Sunday, August 24, 2008

#52

meaningful blog? let's see.

work wasn't as much of a drag as it usually is on a sunday. i had a goal of $2,193. impossible much? impossible is nothing [unless you're in originals and not the performance store]. i did probably close to $1,600. no one made their goal, so i'm definitely not stressing it. our dj today was on point; his set kept me dancing. he was amazingly cute; like, i was gawking at him the whole time. then this little snow bunny kept hopping around him, the claws came out of me. everyone kept looking out for me [gotta love my dasslers]. my little shy ass, always afraid of rejection, sent a note [via boogie] with my number. boogie called me a home wrecker for the rest of the day because we all had the notion that the white chick was his shorty. but when dave the dj [smile] came over to me to introduce himself, start a conversation, and let me know that he'd give me a call some time, the whole store when back to high school, buzzing around the gossip of the hella cute dj talking to the dancer with the purple hair. [that's when boogie changed my name from home wrecker to I.D.L. [i destroy lives] because as he says; don't leave your man around me because i'll bag 'em--paper or plastic?]

greg came in today. we had a little discussion at about 12:30 am via text about us not hanging out, and how, and i quote, "i need to chill and be more relaxed...i'm a little sensitive...i need to not feed into things too much." now we all know that the one thing that will piss me off is some being with a dangling part telling me about myself, so of course, i wasn't so thrilled to see him. he took it as me acting up. i cleared that up with the quickness. as soon as he left, he got a text: "this isn't me acting up...you don't want to see that."
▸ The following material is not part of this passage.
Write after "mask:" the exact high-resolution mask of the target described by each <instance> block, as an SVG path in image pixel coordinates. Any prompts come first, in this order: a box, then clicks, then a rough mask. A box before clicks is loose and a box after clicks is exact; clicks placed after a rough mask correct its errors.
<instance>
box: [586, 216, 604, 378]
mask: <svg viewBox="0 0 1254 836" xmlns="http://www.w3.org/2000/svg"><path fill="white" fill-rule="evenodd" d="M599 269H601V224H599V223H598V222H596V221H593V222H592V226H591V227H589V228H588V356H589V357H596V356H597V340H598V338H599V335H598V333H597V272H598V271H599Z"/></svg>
raoul did another no-no. he was supposed to pick me up from work at 6:30 [yes, i got off at 6:45, but his coconut ass probably runs on colored people time]. i got a text at 6:33, saying he won't be able to make it because of some soccer game in the bronx. i'm sorry; was i supposed to care? he offered to come see me when he got to brooklyn. the bitch in me told him not to bother. now, you'd think he'd leave me alone, since he did just piss me off and practically stood me up. but no. on the bus ride home, he calls and says he's leaving the bronx and he'll call me when he gets into brooklyn so he can come see me. i said no. he asked why. i love the bitch in me sometimes: i told him i just might strangle him if i saw him. he got the hint.

steve and i got into an argument last night, which continued throughout my journey to work this morning. we stopped talking back in september or october because i told him i didn't want to have sex if i wasn't in a relationship. now this fuck face [pardon my french] swears up and down that he doesn't remember saying to me "then i'll have to get it from somewhere else." our argument wasn't because of that statement; that argument happened last month. this argument was about him saying slick shit like that, and them thinking i "wouldn't be stupid enough to take it seriously." i'm sorry. go die in a hole.


steve, jason, [yes, jason], greg, raoul, and now dave. you'd think i'd be heading back on the path of promiscuity that i was on last summer. definitely not. i have a whole new outlook and i'm taking a different approach to this whole dating game shenanigan. this isn't me on my i'll sleep with you and then never call you again, just so you'd feel how i've felt with these pricks i've dealt with in the past type shit. oh no. this is me on my fuck niggas, get money, do me, put nothing before my life, my future, and my girls, and if a guy happens to come along, he's my last priority type shit. i have no problem cutting men off, for i have nothing to lose. come try me . . .

thinking about my next big art project. something with this damn canvas i bought and have nothing to do with.

daddy goes back in on tuesday. school starts wednesday. i have a full week ahead of me.